Interesting Case October 2023

Ifeoluwatomi Fuwape, M.D. 

Pathology resident PGY3

Wei Chen, M.D.

Attending Gastrointestinal and hepatobiliary pathologist 

Department of Pathology, Duke University Medical Center

Durham, North Carolina 27710 

Case History 

The patient is a 70-year-old male with a history of hepatitis C complicated by cirrhosis and hepatocellular carcinoma, status post orthotopic liver transplant (OLT) two years ago with duct-to-duct anastomosis and Cytomegalovirus (CMV) seromismatch (donor positive and recipient negative). At the transplant, nucleic acid amplification testing for Hepatitis C virus (HCV) was positive (6.7 LOG IU/ml). Epstein-Barr Virus (EBV) was negative in both donor and recipient.

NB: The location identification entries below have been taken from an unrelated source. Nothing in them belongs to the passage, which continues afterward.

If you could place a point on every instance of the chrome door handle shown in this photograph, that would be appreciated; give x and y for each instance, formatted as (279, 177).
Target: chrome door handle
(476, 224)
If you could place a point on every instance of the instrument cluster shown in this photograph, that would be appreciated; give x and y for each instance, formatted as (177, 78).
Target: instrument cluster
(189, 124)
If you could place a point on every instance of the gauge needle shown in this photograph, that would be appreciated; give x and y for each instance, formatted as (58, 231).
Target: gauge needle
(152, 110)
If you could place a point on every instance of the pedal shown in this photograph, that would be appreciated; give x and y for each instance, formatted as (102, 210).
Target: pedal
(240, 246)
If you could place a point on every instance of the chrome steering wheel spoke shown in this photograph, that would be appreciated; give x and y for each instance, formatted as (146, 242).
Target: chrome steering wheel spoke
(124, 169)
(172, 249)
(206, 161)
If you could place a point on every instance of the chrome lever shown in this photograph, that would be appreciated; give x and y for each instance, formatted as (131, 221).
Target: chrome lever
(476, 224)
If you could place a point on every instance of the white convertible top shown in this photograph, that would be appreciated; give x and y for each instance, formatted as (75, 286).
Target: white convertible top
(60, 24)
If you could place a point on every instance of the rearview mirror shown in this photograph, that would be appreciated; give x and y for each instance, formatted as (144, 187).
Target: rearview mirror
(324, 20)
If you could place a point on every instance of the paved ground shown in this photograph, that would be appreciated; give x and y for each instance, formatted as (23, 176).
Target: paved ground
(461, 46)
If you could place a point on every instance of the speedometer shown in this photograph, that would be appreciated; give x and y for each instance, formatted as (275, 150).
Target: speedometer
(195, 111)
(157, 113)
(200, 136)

Post-transplant he had multiple episodes of acute T-cell mediated rejection.  He had diverticulitis status post partial colectomy, perirectal abscesses, and fistulas. He presented to the hospital with five days of worsening rectal pain and increased flatulence, loss of appetite, urgency, diarrhea, and weight loss. Laboratory studies revealed elevated Alkaline phosphatase (162 U/L), normal AST (25 U/L), normal ALT (23 U/L) and normal alpha fetoprotein (1.2 ng/mL). Magnetic resonance imaging (MRI) showed a new T2 intermediate, hypo enhancing caudate lobe lesion, 3 cm, concerning for malignancy. No lymphadenopathy is seen. A mass-targeted biopsy was performed.  

Pathologic Findings

Histologic sections reveal biopsy with no hepatocytes or normal liver architecture seen. The biopsy tissue is composed of large atypical lymphoid cells in a prominent fibrotic background (Figure 1-2). There are occasional residual bile ducts with bland cytological features.  No epithelial damage or associated inflammation is identified.  Immunohistochemistry reveals the large, atypical cells are positive for CD30, CD20, and EBER (EBV) (Figure 3-5). The cells are also positive for MUM1 and BCL6, and Ki-67 stain highlights many of these large lymphoid cells.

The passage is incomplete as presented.